再说说泰国的艾滋病,据我分析它不是红灯区合法化的问题,只是政府管理不当,如果不合法,可能传染得更厉害。
众所周知,地下状态什么东西都传播得快,比如小道消息、黄段子,还有SARS。
上世纪九十年代,荷兰鹿特曾打击过色情行业,结果政府税收锐减了几亿盾。
据说太原也有这种情况,但身边的事不好说,我们还是说别人吧。
作为一名独身主义者,我坚决认为婚姻是个赔本买卖。
首先它的机会成本太高,我们形容某人得不偿失,常说他“捡了芝麻,丢了西瓜”。那么结婚就是捡了一粒芝麻,却丢了一个谷仓。
投资理论讲“不能把所有的鸡蛋放在一个篮子里”,而结婚显然是违背了投资理论。你把所有的蛋都放了进去,最后却未必就能孵出小鸡来,弄不好连蛋都要打破。
前些日子广东有个案例:有个人在外面包了个二奶,老婆发现后怒不可遏,一刀将他的作案工具割下来扔进了马桶,连生产设备都报废了,可以算是鸡飞蛋打的典型。
同例我们还可以参照美国歌星迈克尔·杰克逊,他离婚后一年要付给前妻300万美元,有一次差点就破了产。
说起婚姻的实质,连我这个独身主义者都替你们难过。
人类的性供应时间不长,20岁开张,60岁打烊,也就40年左右的时间。
听说有人七十多岁还能搞批发,我觉得那肯定是部长以上级干部,全靠补药顶着,要不然就是super猛男。
40年是14000天,按三天一次计,人一辈子能消费的性资源不过4600单位。
如果不生孩子,也不谈爱情,那么结婚其实就是为了这4600次。
“我能想到最浪漫的事,就是和你一起慢慢变老”,细细分析起来这事其实并不怎么浪漫,白首偕老,终生相伴,不过是4600次活塞运动的另一种说法。
为了使问题更好理解,我们对结婚的成本进行实证分析:
一、结婚的直接成本。
北京人结婚时,前来道贺的小伙子会这么唱:“结婚了吧,傻冒了吧,一个人挣钱两个人花……”
可见结婚要付出50%的收入,即使离婚也要按这个标准来分割共同财产。
根据莫迪利阿尼的生命周期假说,消费取决于人一生的收入。
我们假设一个人月收入1000元,工作40年的总收入是48万。48万一半自己用,一半拿来跟老婆换那4600次,平均每次也就是52块多。

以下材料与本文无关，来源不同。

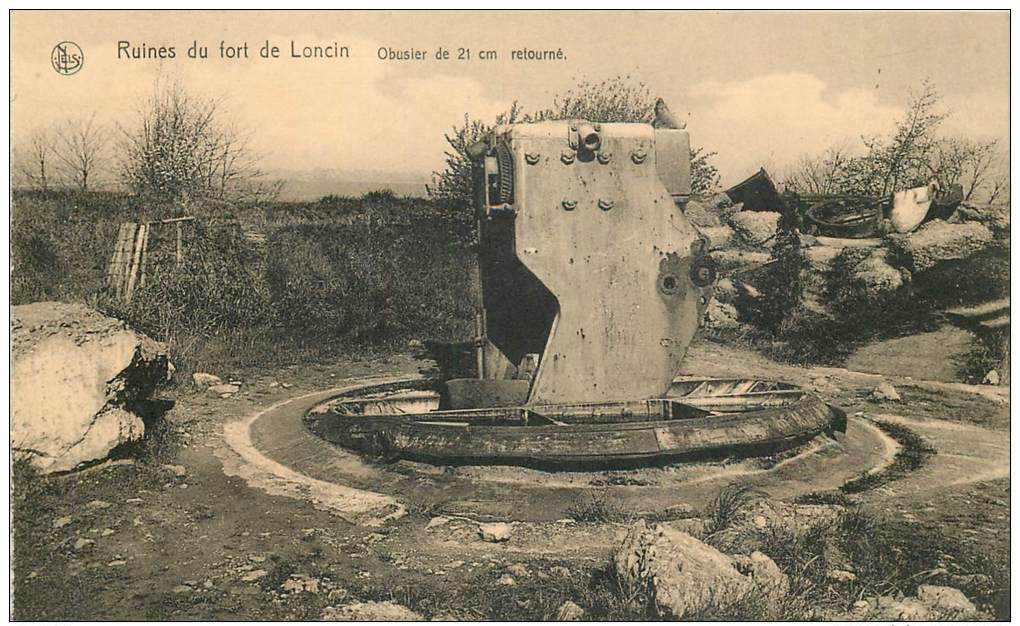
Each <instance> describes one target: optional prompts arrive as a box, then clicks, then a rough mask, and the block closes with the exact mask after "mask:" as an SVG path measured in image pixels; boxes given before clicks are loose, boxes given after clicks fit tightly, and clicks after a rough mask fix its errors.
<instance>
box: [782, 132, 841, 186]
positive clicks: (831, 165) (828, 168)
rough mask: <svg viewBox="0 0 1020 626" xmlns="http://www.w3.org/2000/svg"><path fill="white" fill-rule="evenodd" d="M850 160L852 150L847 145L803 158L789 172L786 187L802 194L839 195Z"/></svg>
mask: <svg viewBox="0 0 1020 626" xmlns="http://www.w3.org/2000/svg"><path fill="white" fill-rule="evenodd" d="M850 160H851V156H850V149H849V148H848V147H847V145H846V144H837V145H835V146H832V147H830V148H828V149H827V150H825V152H824V153H822V154H821V155H819V156H804V157H801V159H800V160H799V161H798V162H797V164H796V165H794V167H793V168H792V169H790V171H789V172H787V174H786V178H785V180H784V181H783V182H784V186H785V187H786V188H787V189H789V190H792V191H796V192H798V193H801V194H836V193H839V191H840V189H839V187H840V185H841V182H843V176H844V172H845V170H846V168H847V164H848V163H849V162H850Z"/></svg>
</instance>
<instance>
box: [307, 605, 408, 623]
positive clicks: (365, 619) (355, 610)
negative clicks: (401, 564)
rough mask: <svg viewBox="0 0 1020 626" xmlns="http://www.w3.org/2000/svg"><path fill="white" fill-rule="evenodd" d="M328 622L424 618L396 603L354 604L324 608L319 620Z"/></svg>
mask: <svg viewBox="0 0 1020 626" xmlns="http://www.w3.org/2000/svg"><path fill="white" fill-rule="evenodd" d="M320 619H322V620H324V621H330V622H421V621H424V618H423V617H421V616H420V615H418V614H417V613H415V612H413V611H411V610H410V609H408V608H407V607H404V606H403V605H398V604H397V603H391V602H386V603H354V604H353V605H347V606H344V607H340V608H336V609H335V608H333V607H326V608H325V610H324V611H323V612H322V617H321V618H320Z"/></svg>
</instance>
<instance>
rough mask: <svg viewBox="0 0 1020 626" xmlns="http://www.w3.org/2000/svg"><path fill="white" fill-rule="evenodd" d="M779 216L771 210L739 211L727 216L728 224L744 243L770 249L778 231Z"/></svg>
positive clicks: (741, 240)
mask: <svg viewBox="0 0 1020 626" xmlns="http://www.w3.org/2000/svg"><path fill="white" fill-rule="evenodd" d="M779 217H780V215H779V214H778V213H774V212H772V211H739V212H738V213H733V214H732V215H730V216H729V225H731V226H732V227H733V232H735V233H736V237H737V239H739V240H741V241H743V242H744V243H745V244H746V245H748V246H751V247H754V248H768V249H771V248H772V246H773V244H775V238H776V233H777V232H778V228H779Z"/></svg>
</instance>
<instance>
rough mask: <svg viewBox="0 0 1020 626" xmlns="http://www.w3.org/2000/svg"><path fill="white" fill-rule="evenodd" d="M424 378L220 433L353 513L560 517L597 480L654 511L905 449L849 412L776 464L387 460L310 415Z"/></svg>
mask: <svg viewBox="0 0 1020 626" xmlns="http://www.w3.org/2000/svg"><path fill="white" fill-rule="evenodd" d="M420 380H422V377H421V376H408V375H406V374H405V375H393V376H371V377H363V378H353V379H349V380H347V381H345V382H346V384H344V385H341V386H337V387H334V388H329V389H324V390H321V392H314V393H310V394H305V395H302V396H299V397H297V398H292V399H289V400H286V401H283V402H281V403H277V404H275V405H273V406H271V407H269V408H267V409H264V410H261V411H258V412H256V413H254V414H252V415H249V416H248V417H245V418H243V419H241V420H237V421H235V422H232V423H228V424H226V425H224V428H223V438H224V441H225V442H226V445H227V446H228V448H230V449H231V450H232V451H233V453H234V454H235V455H236V456H237V458H236V459H235V462H234V463H231V464H230V465H231V468H230V469H228V472H230V473H233V474H235V475H240V476H242V477H244V478H245V479H246V480H247V481H248V482H249V483H251V484H253V486H259V487H261V488H263V489H266V490H268V491H270V492H273V493H278V494H285V495H290V497H293V498H299V499H303V500H310V501H312V502H313V504H315V505H316V506H319V507H321V508H324V509H327V510H329V511H331V512H333V513H335V514H337V515H339V516H341V517H344V518H345V519H348V520H349V521H352V522H354V523H362V524H369V525H374V524H379V523H384V522H385V521H387V520H389V519H396V518H397V517H400V516H401V515H403V514H404V513H405V512H406V511H407V510H408V509H412V510H417V511H421V512H427V513H430V514H437V515H438V514H447V515H464V516H469V517H472V518H474V519H479V520H493V519H499V520H513V521H554V520H557V519H561V518H567V517H571V515H570V513H571V508H572V507H573V505H574V503H575V502H577V499H578V498H579V497H581V495H582V494H584V493H585V492H588V491H590V490H591V489H592V488H593V487H598V488H599V489H601V490H604V491H605V492H606V493H609V494H610V497H611V498H612V499H613V501H614V506H616V507H620V508H621V509H623V510H625V511H628V512H630V513H632V514H635V515H639V514H640V515H649V516H653V517H654V516H657V515H664V514H667V513H668V510H670V509H671V508H674V509H675V508H676V507H677V506H678V505H680V506H681V507H680V508H683V507H688V508H695V509H697V508H700V507H703V506H704V505H705V504H706V503H707V502H708V501H709V500H710V499H711V497H712V495H713V494H714V493H715V492H717V491H718V489H719V488H721V487H722V486H724V485H725V484H727V483H729V482H734V481H739V482H744V483H748V484H752V485H753V486H755V487H757V488H759V489H762V490H764V491H766V492H768V493H769V494H770V495H772V497H774V498H781V499H782V498H785V499H788V498H795V497H797V495H800V494H803V493H807V492H812V491H823V490H828V489H833V488H837V487H838V486H839V485H841V484H843V483H844V482H846V481H847V480H848V479H850V478H853V477H855V476H859V475H860V474H861V473H862V472H875V471H880V470H881V469H882V468H884V467H886V466H887V465H888V464H889V463H891V461H892V458H894V457H895V455H896V452H897V451H898V449H899V446H898V445H897V444H896V442H895V441H894V440H892V439H891V438H889V437H888V436H887V435H886V434H884V433H883V432H882V431H881V430H879V429H878V428H877V427H875V426H874V425H873V424H872V423H871V422H869V421H868V420H866V419H863V418H859V417H851V418H849V419H848V425H847V433H846V435H843V436H841V437H839V438H838V439H835V440H832V439H828V440H816V441H814V442H813V444H812V445H808V446H806V447H805V448H804V449H803V450H802V451H800V452H799V453H798V454H797V455H796V456H794V457H792V458H788V459H784V460H783V461H781V462H780V463H778V464H776V465H774V466H772V467H769V468H767V469H763V468H761V467H754V466H753V465H752V464H749V463H746V462H741V463H735V464H725V463H723V464H705V466H704V467H695V468H675V467H666V468H654V469H646V470H618V471H606V472H594V473H580V472H543V471H541V470H525V469H522V468H510V469H507V468H499V469H496V468H478V467H475V468H449V467H433V466H423V465H422V464H414V463H406V462H398V463H394V464H389V465H385V464H379V463H376V462H374V461H370V460H366V459H364V458H362V457H360V456H359V455H357V454H355V453H351V452H347V451H344V450H342V449H340V448H338V447H336V446H334V445H331V444H329V442H327V441H325V440H324V439H321V438H319V437H318V436H316V435H315V434H313V433H312V432H310V431H309V430H308V429H307V428H306V427H305V423H304V417H305V415H306V414H307V413H308V412H309V411H311V410H312V409H314V408H315V407H317V406H319V405H322V404H323V403H326V402H328V401H330V400H333V399H334V398H336V397H338V396H342V395H347V394H351V393H354V392H357V390H358V389H360V388H365V387H371V386H375V385H379V384H397V383H402V382H408V383H410V382H415V381H420ZM226 465H227V464H226V463H224V467H226ZM685 470H691V471H685Z"/></svg>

在这个问题上富人比穷人吃亏更大一些,如果月收入一万,那么性交的单价就是500多。
据说莫斯科四星级酒店里就是这个价格,所以富人容易包二奶,因为每多包一个,他的成本就会降低一倍。
由此我们可以得出一个结论——决定夫妻关系并不是所谓的道德伦理,而是供需关系。
深圳出轨取证如果你不巧是比尔·盖茨,那就太惊人了,按上述计算方式,你跟老婆亲热一次的价格是1100万美元,这钱如果买成猪肉,可以买1600万斤。